Les Iraniens, les Iraniennes ne sont pas seuls. Les Français, les Françaises sont avec vous. Peut-être que vous n’entendez pas la voix des gouvernements européens, mais le peuple est avec vous. Et ça, il ne faut pas l’oublier. Nous savons le combat que vous menez, là-bas et ici. Nous savons les sacrifices. Nous savons que ceux qui défilent là-bas ont peur, mais ils sont quand même dans la rue. Et nous devons être à leurs côtés, parce qu’aujourd’hui c’est « silence on tue ». On assassine en ayant fait un blocus sur Internet. On assassine en interdisant aux journalistes d’entrer en Iran. On assassine aujourd’hui dans une sorte d’assentiment complice – et je le dis en pesant mes mots – de la communauté internationale. On a connu ça à l’époque des Chrétiens d’Orient, quand, avec Valérie Pécresse, je présidais la coordination des Chrétiens d’Orient en danger. On s’était levé pour protester contre les massacres, contre les assassinats, contre le génocide, contre ceux qui, contre les Chrétiens et les Yézidis, exerçaient la loi du plus fort. Où sont-ils aujourd’hui ? Ils ont été défaits.
L’histoire montre que les peuples finissent par avoir raison. J’étais en 2022-2023 dans les rues, aux côtés des Iraniens et des Iraniennes qui défilaient. Ils n’ont jamais perdu espoir. Dimanche dernier on était à leurs côtés, et je le les vois de nouveau défiler. Il faut qu’ils sachent qu’ils ont le soutien des peuples. Et le soutien des peuples aujourd’hui, c’est le soutien des intellectuels, des grandes voix. C’est important ce qu’a préparé la Région Île de France et sa présidente Valérie Pécresse. C’est ce qui manquait. En France, on est un pays d’intellectuel. Si les intellectuels bougent, les gouvernements bougent.
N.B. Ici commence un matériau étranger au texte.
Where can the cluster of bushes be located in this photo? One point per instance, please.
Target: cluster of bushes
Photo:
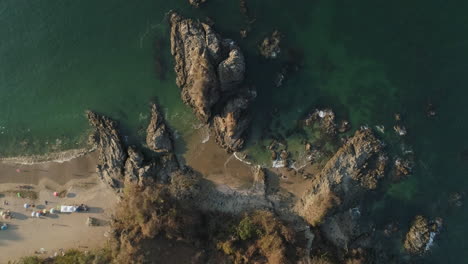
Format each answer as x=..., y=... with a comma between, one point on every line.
x=148, y=215
x=102, y=256
x=258, y=237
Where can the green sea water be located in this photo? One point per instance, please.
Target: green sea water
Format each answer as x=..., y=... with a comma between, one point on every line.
x=367, y=60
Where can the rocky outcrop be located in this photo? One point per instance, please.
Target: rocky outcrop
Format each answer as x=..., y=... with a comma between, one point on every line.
x=210, y=71
x=421, y=235
x=356, y=167
x=136, y=170
x=111, y=151
x=158, y=137
x=231, y=124
x=118, y=165
x=197, y=3
x=325, y=118
x=269, y=48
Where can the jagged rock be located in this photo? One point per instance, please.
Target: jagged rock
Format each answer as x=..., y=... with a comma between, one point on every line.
x=259, y=184
x=136, y=170
x=325, y=118
x=167, y=165
x=421, y=235
x=344, y=126
x=269, y=48
x=197, y=3
x=209, y=72
x=356, y=167
x=402, y=168
x=195, y=47
x=231, y=124
x=231, y=70
x=158, y=137
x=111, y=151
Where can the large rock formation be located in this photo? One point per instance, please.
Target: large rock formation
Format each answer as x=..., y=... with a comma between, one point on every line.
x=356, y=167
x=421, y=235
x=158, y=137
x=112, y=154
x=209, y=72
x=338, y=190
x=117, y=165
x=197, y=3
x=136, y=170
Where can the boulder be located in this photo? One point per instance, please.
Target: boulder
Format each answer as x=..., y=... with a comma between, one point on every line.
x=136, y=170
x=231, y=70
x=231, y=124
x=158, y=137
x=420, y=237
x=195, y=48
x=355, y=168
x=209, y=72
x=197, y=3
x=325, y=118
x=269, y=48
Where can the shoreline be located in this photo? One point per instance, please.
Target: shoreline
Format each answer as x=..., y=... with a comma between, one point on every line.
x=57, y=157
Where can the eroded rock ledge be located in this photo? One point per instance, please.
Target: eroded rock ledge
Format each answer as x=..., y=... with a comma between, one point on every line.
x=210, y=71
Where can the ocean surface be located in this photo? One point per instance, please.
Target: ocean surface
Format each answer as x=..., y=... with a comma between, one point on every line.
x=367, y=60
Donc mesdames et messieurs, vous avez une mission sacrée. Cette mission c’est de parler de l’Iran, ne pas laisser les massacres se faire dans le silence. Car que voyons-nous aujourd’hui ? Eh bien, nous voyons a un crime contre l’humanité, contre sa propre population. C’est le premier crime contre l’humanité qui se déroule sous nos yeux au XXIe siècle. Est-ce qu’on a oublié ce qui s’est passé en 1915, quand le génocide des Arméniens éradiquait toute une population ? Est-ce qu’on a oublié que ce génocide a précédé la Shoah ? Parce qu’il y a eu un génocide arménien.
Quel avenir, quel message, que disons-nous ainsi aux autres dictateurs ? Tuez sans pitié, fermez votre pays. Massacrez, massacrez puissamment et rien ne vous arrivera, vous resterez au pouvoir. C’est le message que nous donnons aujourd’hui aux dictateurs du monde entier. Et nous, démocraties, nous montrons une sorte de faiblesse face à la violence et à la brutalité. Cette faiblesse-là, on la payera très cher.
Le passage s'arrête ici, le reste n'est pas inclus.